Dessin informiert Grimm über die drohende Schließung des Verlags C. Bertelsmann und seine Bemühungen, diese in Verhandlungen in Berlin zu verhindern. Insbesondere die Wehrmacht soll sich für das Unternehmen eingesetzt haben, während "bestimmte Kräfte" (die Repräsentanten des Parteiverlags der NSDAP?) auf der anderen Seite auf die Schließung hinarbeiten.

Dokument

Literaturarchiv Marbach: Nachlaß Hans Grimm

Gustav Dessin
Literarischer Mitarbeiter des Verlages C. Bertelsmann in Gütersloh. Heraus-
geber der Zeitschrift "Frohes Leben"
Gütersloh am, 2 April 1943
Unter den Ulmen 1
Fernruf 2072
D[essin]/Tr[use]

 

Herrn
Dr. Hans Grimm
Lippoldsberg / Weser
Klosterhaus

 

Sehr geehrter Herr Doktor,

hoffentlich haben Sie Ihr neues Lebensjahr bei gutem Befinden beginnen können!

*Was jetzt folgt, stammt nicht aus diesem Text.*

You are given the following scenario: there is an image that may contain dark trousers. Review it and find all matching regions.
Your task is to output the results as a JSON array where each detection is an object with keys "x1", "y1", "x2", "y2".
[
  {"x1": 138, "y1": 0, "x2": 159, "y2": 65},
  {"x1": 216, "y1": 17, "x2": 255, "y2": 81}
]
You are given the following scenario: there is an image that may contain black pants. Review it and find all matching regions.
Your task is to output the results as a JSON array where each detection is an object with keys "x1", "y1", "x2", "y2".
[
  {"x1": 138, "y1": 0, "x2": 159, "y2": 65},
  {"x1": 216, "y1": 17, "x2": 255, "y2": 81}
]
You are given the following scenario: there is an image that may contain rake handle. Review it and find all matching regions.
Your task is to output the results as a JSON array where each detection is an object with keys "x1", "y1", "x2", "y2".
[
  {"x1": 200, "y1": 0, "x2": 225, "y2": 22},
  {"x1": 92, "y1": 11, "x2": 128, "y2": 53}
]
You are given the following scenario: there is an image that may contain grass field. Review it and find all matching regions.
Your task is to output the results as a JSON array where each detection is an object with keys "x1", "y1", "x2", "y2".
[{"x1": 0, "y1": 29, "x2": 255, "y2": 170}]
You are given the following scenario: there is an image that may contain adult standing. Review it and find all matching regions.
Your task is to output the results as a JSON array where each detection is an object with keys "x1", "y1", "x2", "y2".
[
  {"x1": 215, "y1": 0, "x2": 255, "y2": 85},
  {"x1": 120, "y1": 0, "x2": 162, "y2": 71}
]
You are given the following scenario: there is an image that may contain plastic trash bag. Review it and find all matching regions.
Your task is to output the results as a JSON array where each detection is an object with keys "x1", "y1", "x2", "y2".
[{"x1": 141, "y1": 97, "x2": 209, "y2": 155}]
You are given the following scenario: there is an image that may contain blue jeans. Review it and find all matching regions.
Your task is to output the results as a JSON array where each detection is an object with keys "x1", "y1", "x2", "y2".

Wie ich Ihnen neulich schrieb, hatte ich in Berlin Verhandlungen von besonderer Tragweite zu führen. Es ging um das Schicksal unserer gesamten Verlagsarbeit. Wir mußten nämlich zu unserer völligen Überraschung aus verschiedenen Anzeichen entnehmen, daß man unserern Verlag auf die Liste der zu schließenden Verlage gesetzt hat. Ich war dann zweimal tagelang in Berlin und bin den Dingen nachgegangen. Es ist dabei alles getan worden, was nur getan werden konnte. Wir waren auch nicht ohne Hilfe: im besonderen hat sich, neben einigen Stellen der für uns zunächst zuständigen Behörde die Wehrmacht für uns eingesetzt. Leider schwebt die Sache aber immer noch, und so fahre ich heute wieder nach Berlin, um noch einmal auf die maßgebenden Stellen einzuwirken.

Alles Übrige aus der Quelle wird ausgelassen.